Secondo quanto riporta un lungo lancio della Reuters, il Governo italiano starebbe trattando con le funzioni competenti dell'Unione europea la possibilità di una ricapitalizzazione precauzionale per le due banche venete salvate dal Fondo Atlante, che prevede quindi un intervento statale ma non l'applicazione di tutte le regole del bail in ad eccezione della conversione delle obbligazioni subordinate in azioni come sta avvenendo al Monte dei Paschi di Siena, e la cifra di cui si discute si aggira intorno ai 5 miliardi di euro.

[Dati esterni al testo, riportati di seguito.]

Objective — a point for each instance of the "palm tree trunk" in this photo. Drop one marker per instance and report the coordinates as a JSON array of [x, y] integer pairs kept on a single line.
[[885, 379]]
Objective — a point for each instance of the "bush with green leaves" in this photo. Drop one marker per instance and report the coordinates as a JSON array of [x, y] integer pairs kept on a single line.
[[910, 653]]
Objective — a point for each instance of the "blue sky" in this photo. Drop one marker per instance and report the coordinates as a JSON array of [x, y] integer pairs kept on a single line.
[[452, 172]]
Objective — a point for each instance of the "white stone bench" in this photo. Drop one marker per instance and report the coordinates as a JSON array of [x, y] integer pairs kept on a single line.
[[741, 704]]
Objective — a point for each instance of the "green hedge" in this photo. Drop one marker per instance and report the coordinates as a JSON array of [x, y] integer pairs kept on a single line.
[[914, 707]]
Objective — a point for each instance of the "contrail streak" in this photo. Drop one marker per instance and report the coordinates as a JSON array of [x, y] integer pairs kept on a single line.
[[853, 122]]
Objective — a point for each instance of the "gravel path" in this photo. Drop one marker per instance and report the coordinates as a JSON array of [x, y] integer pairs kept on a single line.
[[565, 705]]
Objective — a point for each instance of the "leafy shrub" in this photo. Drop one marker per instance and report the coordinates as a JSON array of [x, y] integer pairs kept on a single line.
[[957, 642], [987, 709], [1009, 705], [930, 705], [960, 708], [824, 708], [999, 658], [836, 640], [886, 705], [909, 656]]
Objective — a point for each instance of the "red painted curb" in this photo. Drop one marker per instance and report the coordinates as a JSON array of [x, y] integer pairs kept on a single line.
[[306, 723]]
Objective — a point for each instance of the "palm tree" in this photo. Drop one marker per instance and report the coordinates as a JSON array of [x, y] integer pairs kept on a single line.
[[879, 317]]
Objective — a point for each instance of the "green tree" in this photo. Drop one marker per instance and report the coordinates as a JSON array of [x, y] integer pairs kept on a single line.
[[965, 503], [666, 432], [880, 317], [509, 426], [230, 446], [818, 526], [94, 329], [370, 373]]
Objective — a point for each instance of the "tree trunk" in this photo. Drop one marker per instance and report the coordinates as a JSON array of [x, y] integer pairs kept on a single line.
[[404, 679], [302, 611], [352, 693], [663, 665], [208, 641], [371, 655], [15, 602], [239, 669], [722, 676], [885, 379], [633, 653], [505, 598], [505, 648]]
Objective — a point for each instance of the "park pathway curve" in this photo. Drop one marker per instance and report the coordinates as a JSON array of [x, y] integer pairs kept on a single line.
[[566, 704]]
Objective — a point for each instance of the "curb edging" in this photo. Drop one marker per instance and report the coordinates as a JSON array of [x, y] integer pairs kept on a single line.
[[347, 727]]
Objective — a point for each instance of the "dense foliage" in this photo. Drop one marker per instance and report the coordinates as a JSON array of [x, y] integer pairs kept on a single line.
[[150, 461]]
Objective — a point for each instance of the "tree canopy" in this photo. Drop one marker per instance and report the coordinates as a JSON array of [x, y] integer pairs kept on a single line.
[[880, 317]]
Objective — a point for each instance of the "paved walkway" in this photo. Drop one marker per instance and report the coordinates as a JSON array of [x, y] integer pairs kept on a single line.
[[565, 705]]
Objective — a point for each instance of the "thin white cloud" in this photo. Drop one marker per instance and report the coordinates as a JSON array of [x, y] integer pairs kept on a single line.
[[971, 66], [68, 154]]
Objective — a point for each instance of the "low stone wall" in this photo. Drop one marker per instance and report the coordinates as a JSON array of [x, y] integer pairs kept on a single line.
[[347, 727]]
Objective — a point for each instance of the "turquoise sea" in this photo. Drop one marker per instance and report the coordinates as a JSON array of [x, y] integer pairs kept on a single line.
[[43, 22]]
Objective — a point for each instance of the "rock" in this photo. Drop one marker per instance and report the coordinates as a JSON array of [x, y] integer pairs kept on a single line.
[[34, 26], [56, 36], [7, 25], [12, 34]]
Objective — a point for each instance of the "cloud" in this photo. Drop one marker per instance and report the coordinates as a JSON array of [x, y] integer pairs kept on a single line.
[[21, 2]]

Per comprendere meglio la questione è necessario fare un passo indietro e tornare alle due fallite ricapitalizzazioni della Banca Popolare di Vicenza prima, un aumento da 1,5 miliardi di euro, e di Veneto Banca poi (la richiesta al mercato era di un miliardo), in entrambi i casi a sostituirsi ad un mercato latitante fu il neonato Fondo Atlante gestito da Alessandro Penati e che sborsò 2,5 miliardi diventando proprietario pressoché assoluto delle due banche (oltre il 99 per cento nella prima e poco meno del 98 per cento nella seconda).
Ai nuovi proprietari e al ministero dell'Economia che segue da vicino la partita è stato immediatamente chiaro che le due banche non avevano un futuro stand alone, sia per motivi economici che reputazionali, e quindi stanno lavorando alacremente alla fusione dei due istituti per far nascere un'unica banca che prenderebbe il nome di Banca delle Venezie, ma vogliono approfittare dell'occasione anche per una profonda operazione di pulizia dei bilanci delle due banche, magari attraverso la creazione di una bad bank dove far confluire i non pochi crediti dubbi.
A questa operazione, il Fondo ha già destinato 938 milioni di euro e potrebbe utilizzare gli 1,7 miliardi del Fondo Atlante II non più utilizzati per le sofferenze del Monte dei Paschi, ma, anche con la trasformazione delle obbligazioni subordinate in azioni, non si giunge alla cifra di cinque miliardi di euro di cui le fonti vicine al dossier parlano. Lo sforzo residuo per lo stato sarebbe tutto sommato modesto e aggirarsi intorno a un miliardo di euro.
C'è poi la questione del piano industriale che dovrebbe utilizzare a pieno gli spazi aperti dalla forte ricapitalizzazione del Fondo per gli esuberi da 600 milioni di euro in tre anni, un'opportunità che difficilmente si ripeterà in futuro, nonché le evidenti economie di scala che si otterrebbero fondendo le due sedi centrali.